That, I think, would be William of Occam’s response to the worried Salopian farmer: it’s not likely, mate, is it? Why would you travel all that way, at such expense, and confine yourself to sheep-worrying near Market Drayton? And it was as I came to this disappointing conclusion that a bell rang at the back of my mind and I suddenly started thinking about homosexuals.

The Chris Grayling debacle has probably set the tone for the election debate, a fugue of stupidity and pettiness against a backdrop of perpetual, hysterical shrieking from the metropolitan libtard left. Grayling said he thought that while hotels should be compelled to accept same-sex partners as guests sharing rooms, people who ran tiny bed & breakfast establishments in their own homes were probably within their moral rights — even if bigoted and misguided — to refuse to allow same-sex partners to share beds. Cue, immediately, the outraged intolerance of the left; the screaming for Grayling to be denounced, or sacked, or both; and the insistence that it just goes to show that the Conservative party is every bit as neo-Nazi and vile as it ever was, despite a cosmetic makeover.

How did we get to this position, where the most moderately expressed sentiment — that people should be allowed to apply the rules that they like in their own homes — should be subjected to a torrent of bile? As it happens, I disagree with Grayling, but only by the slenderest of margins; and the point at issue is an interesting one and worthy of debate. But debate is not allowed; it has been removed beyond an area within which debate is allowed to take place.

That’s what happens when you transgress the sensibilities of this minuscule — but very noisy — sliver of the population. Grayling was misrepresented and denounced and the odium was so disproportionate that it became, in the end, rather funny (although probably not if you’re Chris Grayling).

A similar screed of bile was directed at the BBC Today programme editor Ceri Thomas when he tried to explain, honestly and painstakingly, why there were more men than women presenting his excellent programme, and how he both expected and hoped that very soon there would be more women doing so. Misrepresented — and then the misrepresentations, bouncing back and forth between embittered Guardian columnists and the maniacally obsessive halfwits in blogsville, became a sort of fact, so that in the end, like Grayling, Thomas was vilified for something he hadn’t actually said.

This is what happens these days, almost all the time: a strangling of debate, a crushing of nuance, a removal of context, the twisting of an argument to almost the opposite of what it originally was. Chris Grayling said he did not approve of bed & breakfast owners discriminating against gay couples; Ceri Thomas said he hoped there would soon be more women presenters on the Today programme and there weren’t enough at present. But in either case, that’s not what you read in your newspapers. It is for this reason, I suspect, that the general election will feature no real debate at all, just a recitation of bland idiocies with which nobody could possibly disagree. Nobody wants to be hung out to dry for saying something with which someone else might disagree.

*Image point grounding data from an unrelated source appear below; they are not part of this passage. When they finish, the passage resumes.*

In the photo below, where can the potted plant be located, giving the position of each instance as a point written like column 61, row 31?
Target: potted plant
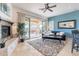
column 21, row 31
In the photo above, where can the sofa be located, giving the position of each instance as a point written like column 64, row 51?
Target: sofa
column 55, row 35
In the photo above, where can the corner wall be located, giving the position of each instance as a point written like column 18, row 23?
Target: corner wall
column 64, row 17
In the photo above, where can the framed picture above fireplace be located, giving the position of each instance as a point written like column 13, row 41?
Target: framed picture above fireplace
column 69, row 24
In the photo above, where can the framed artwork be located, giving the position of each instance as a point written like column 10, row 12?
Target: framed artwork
column 69, row 24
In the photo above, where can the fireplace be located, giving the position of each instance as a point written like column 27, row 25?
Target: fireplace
column 5, row 31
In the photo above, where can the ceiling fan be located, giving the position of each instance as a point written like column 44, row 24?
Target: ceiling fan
column 47, row 7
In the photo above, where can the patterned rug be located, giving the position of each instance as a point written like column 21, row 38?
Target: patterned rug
column 47, row 47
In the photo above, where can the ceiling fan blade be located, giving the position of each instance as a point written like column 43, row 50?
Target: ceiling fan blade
column 52, row 6
column 41, row 8
column 44, row 10
column 50, row 10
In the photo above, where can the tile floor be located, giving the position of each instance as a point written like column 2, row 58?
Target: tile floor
column 24, row 49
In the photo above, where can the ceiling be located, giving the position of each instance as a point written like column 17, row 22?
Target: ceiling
column 60, row 9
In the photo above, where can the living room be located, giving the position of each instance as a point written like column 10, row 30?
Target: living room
column 38, row 29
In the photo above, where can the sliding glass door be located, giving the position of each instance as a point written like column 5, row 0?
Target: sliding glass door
column 27, row 28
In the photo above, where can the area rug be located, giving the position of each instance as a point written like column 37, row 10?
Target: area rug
column 47, row 47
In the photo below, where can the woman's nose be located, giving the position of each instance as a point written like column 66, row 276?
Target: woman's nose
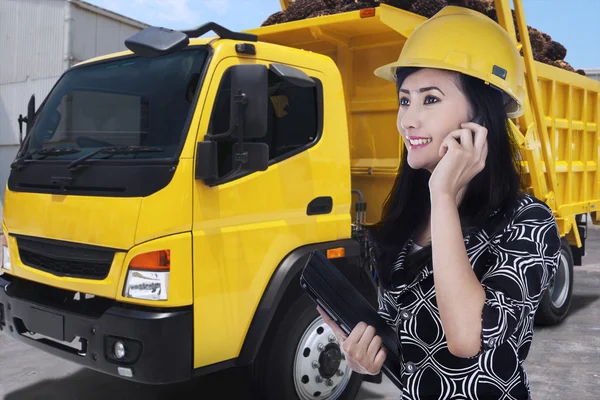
column 409, row 119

Incidentally, why would homosexuals wish to seek out bed & breakfasts run by bigots? It is rather like travelling from Planet Thrang to burn holes in sheep in Oswestry. Why would they wish to stay somewhere they were not wanted, when there are so many other establishments they could quite happily patronise? If as a society we are to be tolerant of homosexuals who wish to stay in a bed together, much as we are now tolerant of unmarried couples who might wish to share a bed together, should we not also be tolerant of people whose antediluvian religious views indispose them to such arrangements? And why — as has been suggested by those of more moderate colours — should they be forced to give up their bed & breakfast establishments and move into some other form of occupation? This seems to me a reasonable debate to have — a subtle and complex debate, in the end. But we will not be allowed to have it.